With so many challenges, changes, concerns and opportunities in the in-trays of financial services executives, I hesitate to add a further ‘watch out’. However, one of the most significant international trade negotiations of the last decade has started in the background of the last two months as the UK and US seek to establish a new trading relationship, underpinned by a comprehensive free trade agreement.
Both sides have set out their respective stalls and have started negotiations to gain an understanding of where there is alignment and where the tensions might lie.
Although the primary focus is on goods, the UK is hopeful of boosting trade in digital services. The UK also hopes to secure an early deal on financial services and will run talks in parallel on improving ties between the City of London and Wall Street.
Concerning the City, the UK team is seeking to expand opportunities for UK financial services and ease frictions to cross-border trade and investment, complementing cooperation on financial regulatory issues.
The US would like to see an expansion of competitive market opportunities for US financial service suppliers to obtain fairer and more open conditions of financial services trade. Also, the US Government is aiming to improve transparency and predictability in the UK’s financial services regulatory procedures and ensure that the UK’s financial regulatory measures are administered in “an equitable manner”. This latter point could have potential difficulties as the UK also seeks to maintain equivalence with relevant EU financial services legislation.
The US Government is also seeking commitments to ensure that the UK refrains from imposing measures in the financial services sector that restrict cross-border data flows or that require the use or installation of local computing facilities.
The UK Government’s ambition is to include provisions that facilitate the free flow of data, whilst ensuring that the UK’s high standards of personal data protection are maintained. It will be important for the UK to maintain its access to the EU financial markets, which may require commitments around the continued application of provisions on cross-border data transfer under GDPR.
Data protection is unlikely to be an insurmountable block for the UK-US negotiations although it will certainly be one of the most important technical issues which will need a solution. It isn’t the only one but negotiating with the world’s largest trading bloc and the world’s largest economy at the same time was never going to be an easy task.
For those who are seeking to engage with the UK Government, it is important to match up with the HM Treasury and the Department for International Trade (DIT).
The catalyst for the creation of DIT was the result of the EU referendum, but before that, the performance of UK Trade & Investment (UKTI) had become a serious issue for the Government. DIT is still building and adjusting structures and that has led to a constantly high churn rate throughout the department. However, those holding senior positions at the top of the official structure, alongside ministers, are both more stable and more influential. Meanwhile, the Secretary of State role at the DIT is still not considered as one of the great offices of state, yet, but over the coming months and years, it has the potential to wield a growing level of influence within the cabinet and potentially achieving an increasing level of seniority in cabinet ranks.
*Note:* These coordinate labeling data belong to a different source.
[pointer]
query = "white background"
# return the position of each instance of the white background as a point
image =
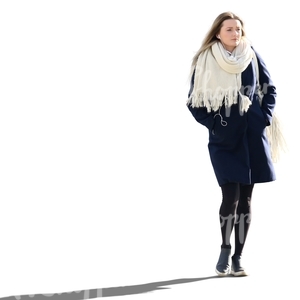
(105, 175)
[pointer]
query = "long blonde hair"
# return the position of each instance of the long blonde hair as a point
(211, 36)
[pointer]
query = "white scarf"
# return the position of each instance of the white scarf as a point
(218, 77)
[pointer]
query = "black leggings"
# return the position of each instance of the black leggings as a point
(235, 210)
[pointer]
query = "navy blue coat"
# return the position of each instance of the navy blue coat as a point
(240, 151)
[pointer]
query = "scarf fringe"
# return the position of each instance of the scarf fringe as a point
(224, 97)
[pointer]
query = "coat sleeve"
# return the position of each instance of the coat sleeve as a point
(268, 89)
(200, 113)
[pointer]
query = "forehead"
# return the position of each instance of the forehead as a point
(231, 23)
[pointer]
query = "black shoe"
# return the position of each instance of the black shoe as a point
(236, 267)
(223, 267)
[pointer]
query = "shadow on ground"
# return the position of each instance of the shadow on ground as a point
(109, 292)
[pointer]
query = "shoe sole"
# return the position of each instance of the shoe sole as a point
(221, 274)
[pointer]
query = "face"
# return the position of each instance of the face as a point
(230, 34)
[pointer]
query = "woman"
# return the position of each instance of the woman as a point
(224, 98)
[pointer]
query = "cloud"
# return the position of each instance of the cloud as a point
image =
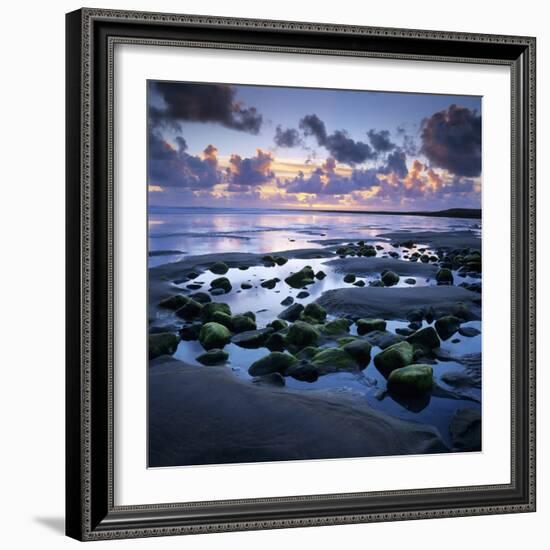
(174, 102)
(451, 139)
(249, 172)
(172, 166)
(287, 138)
(338, 144)
(381, 141)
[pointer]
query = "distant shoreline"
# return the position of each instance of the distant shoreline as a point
(469, 213)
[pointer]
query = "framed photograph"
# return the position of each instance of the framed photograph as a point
(300, 274)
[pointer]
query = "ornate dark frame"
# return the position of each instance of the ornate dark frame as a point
(91, 37)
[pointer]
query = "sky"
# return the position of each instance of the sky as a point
(225, 145)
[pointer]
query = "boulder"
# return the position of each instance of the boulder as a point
(252, 339)
(291, 313)
(302, 334)
(274, 362)
(411, 380)
(213, 356)
(214, 335)
(219, 268)
(390, 278)
(364, 326)
(394, 357)
(447, 326)
(360, 350)
(163, 343)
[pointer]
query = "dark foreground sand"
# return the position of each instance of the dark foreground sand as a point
(207, 416)
(395, 303)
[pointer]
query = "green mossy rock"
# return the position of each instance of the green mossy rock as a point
(242, 323)
(174, 302)
(336, 327)
(334, 360)
(213, 357)
(214, 335)
(395, 357)
(390, 278)
(301, 278)
(447, 326)
(302, 334)
(190, 310)
(359, 350)
(223, 283)
(444, 276)
(223, 319)
(278, 324)
(426, 337)
(274, 362)
(219, 268)
(315, 311)
(412, 380)
(364, 326)
(208, 310)
(163, 343)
There is also the US political cycle to bear in mind, and what the result of the US Presidential election might mean for the trade agreement. Robert Lighthizer, President Trump’s trade chief, warned last month that it would be “almost impossible” for the two countries to strike a deal this side of the Presidential election. This means the UK Government must consider the shifting political sands if Joe Biden wins. To put it mildly, Biden and his top advisors are not fans of Brexit and have suggested that it is bad for the US, EU and the UK. Added to that, Biden will likely want to undo some of the perceived reputational damage the US has suffered in Europe during Trump’s administration, and that could lead to a renewed US focus on EU relations. Not good news for the UK’s chances of securing the bandwidth necessary to finalise a treaty.
Now more so than ever it is important that businesses understand the impact that the future trading relationship between the UK and US will have on their operations to capitalise on potential market opportunities on both sides of the Atlantic.
And for those leaders in financial services who want to make sure their point of view is part of the planning for these new cross border arrangements, then they need to make sure their voice is being heard by the right people at the right time.